BEST CARDIOLOGY HOSPITALS IN BANGALORE
Cardiac failure is an increasingly common condition affecting about 1% of the population but
much higher proportions of older people. It is responsible for an increasing number of hospital
admissions. The various aetiologies have been discussed above, but the most common cause is
now ischaemic heart disease rather than hypertensive heart disease. This reflects the improved
modern management of hypertension in the population.
The definition of heart failure has always included reference to the inability of the heart to
meet the metabolic needs of the body. The earliest concepts of heart failure were of inadequate
cardiac pump function and associated salt and water retention. Treatment was aimed at
improving cardiac contractility and removing salt and water from the body.
In the 1970s the concept of after-load reduction was introduced. This was based partly
on the realisation that vasoconstriction was part of the problem.

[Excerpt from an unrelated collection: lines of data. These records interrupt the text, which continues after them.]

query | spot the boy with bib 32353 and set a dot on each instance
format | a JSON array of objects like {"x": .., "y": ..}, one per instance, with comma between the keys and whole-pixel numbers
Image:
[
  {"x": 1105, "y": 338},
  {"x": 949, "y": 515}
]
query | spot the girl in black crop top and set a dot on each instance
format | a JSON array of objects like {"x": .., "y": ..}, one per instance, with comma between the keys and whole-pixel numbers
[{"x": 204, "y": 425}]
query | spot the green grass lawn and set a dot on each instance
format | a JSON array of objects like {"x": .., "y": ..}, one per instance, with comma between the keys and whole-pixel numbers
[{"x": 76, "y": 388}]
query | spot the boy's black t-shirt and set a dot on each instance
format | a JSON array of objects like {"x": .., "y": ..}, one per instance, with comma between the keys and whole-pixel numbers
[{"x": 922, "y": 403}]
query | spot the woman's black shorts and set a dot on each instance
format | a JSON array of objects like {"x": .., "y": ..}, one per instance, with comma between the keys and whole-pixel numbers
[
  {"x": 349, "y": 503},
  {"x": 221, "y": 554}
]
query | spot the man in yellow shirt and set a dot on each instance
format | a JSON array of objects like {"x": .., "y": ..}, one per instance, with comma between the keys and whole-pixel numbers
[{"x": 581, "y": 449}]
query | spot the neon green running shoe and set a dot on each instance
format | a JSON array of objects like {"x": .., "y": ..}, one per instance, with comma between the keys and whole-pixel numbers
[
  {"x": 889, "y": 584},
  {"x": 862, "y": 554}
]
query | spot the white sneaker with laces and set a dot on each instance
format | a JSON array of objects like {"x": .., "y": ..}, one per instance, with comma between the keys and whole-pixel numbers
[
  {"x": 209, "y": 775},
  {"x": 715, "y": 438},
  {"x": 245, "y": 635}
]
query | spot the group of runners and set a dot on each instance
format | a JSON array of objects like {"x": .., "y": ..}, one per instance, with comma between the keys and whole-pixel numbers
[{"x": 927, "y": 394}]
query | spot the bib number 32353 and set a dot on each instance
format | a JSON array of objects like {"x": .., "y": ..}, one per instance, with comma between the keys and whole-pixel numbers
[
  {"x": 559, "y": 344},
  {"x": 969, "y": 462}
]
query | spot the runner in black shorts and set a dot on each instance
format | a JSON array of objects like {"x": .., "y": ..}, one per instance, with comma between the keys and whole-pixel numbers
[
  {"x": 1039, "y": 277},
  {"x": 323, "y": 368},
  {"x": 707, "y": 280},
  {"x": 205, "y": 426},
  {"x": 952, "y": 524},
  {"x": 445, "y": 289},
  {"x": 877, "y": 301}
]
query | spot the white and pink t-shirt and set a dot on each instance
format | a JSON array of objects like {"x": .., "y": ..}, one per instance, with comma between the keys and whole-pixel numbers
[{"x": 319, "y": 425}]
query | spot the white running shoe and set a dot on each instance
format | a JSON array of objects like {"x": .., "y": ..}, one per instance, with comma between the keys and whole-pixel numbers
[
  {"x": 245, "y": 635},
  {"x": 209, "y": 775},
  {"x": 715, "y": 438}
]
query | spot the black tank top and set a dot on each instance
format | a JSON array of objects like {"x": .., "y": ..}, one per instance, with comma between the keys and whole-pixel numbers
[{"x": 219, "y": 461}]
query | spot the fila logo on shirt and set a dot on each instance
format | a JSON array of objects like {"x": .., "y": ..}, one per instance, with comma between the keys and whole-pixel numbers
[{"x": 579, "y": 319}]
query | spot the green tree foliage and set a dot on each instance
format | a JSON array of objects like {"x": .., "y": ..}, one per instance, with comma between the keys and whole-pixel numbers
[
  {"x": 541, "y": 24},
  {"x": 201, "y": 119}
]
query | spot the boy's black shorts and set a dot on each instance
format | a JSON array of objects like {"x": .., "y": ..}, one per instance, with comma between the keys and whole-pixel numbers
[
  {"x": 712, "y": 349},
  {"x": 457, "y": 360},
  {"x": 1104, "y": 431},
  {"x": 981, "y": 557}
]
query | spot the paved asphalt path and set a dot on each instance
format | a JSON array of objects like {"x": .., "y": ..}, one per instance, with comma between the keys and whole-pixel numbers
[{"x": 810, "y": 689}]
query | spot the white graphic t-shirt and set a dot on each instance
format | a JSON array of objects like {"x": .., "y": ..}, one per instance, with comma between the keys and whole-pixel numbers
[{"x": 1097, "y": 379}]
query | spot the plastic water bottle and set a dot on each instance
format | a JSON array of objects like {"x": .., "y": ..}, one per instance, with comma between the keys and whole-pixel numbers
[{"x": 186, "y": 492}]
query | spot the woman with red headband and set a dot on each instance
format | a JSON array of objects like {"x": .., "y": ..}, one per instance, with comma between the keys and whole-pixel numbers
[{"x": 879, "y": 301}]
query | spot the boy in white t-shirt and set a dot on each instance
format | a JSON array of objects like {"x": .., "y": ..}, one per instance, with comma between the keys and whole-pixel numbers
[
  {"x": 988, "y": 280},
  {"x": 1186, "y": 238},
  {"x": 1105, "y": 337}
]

This has led to the modern
concept of heart failure. It is clear that many of the features of cardiac failure
are a result of stimulation of the renin-angiotensin-aldosterone system and sympathetic
stimulation. These responses of the body to the fall in cardiac output temporarily increase
cardiac performance and blood pressure by increasing vascular volumes, cardiac contractility
and systemic resistance. In the medium and longer term these responses are maladaptive. They
increase cardiac work and left ventricular volumes and lead to myocardial fibrosis with further
loss of myocytes.
Most recently it has become clear that heart failure is also an inflammatory condition, with
evidence of cytokine activation. Work is underway to establish a role for treatment of this part
of the condition.
Current drug treatment has been successful in blocking many of the maladaptive aspects of
neuro-hormonal stimulation. Many of these treatments have become established after benefits
have been ascertained in large randomised controlled trials. These trials have also led to the
abandoning of certain drugs (often those that increase cardiac performance) that were shown
to have a detrimental effect on survival (e.g. Milrinone).
The principles of treatment of heart failure are as follows:
1 Remove the exacerbating factors.
2 Relieve fluid retention.
3 Improve left ventricular function and reduce cardiac work; improve prognosis.
4 Protect against the adverse effects of drug treatment.
5 Assess for further management (e.g. revascularisation, transplant).
6 Manage complications (e.g. arrhythmias).
7 Protect high-risk patients from sudden death.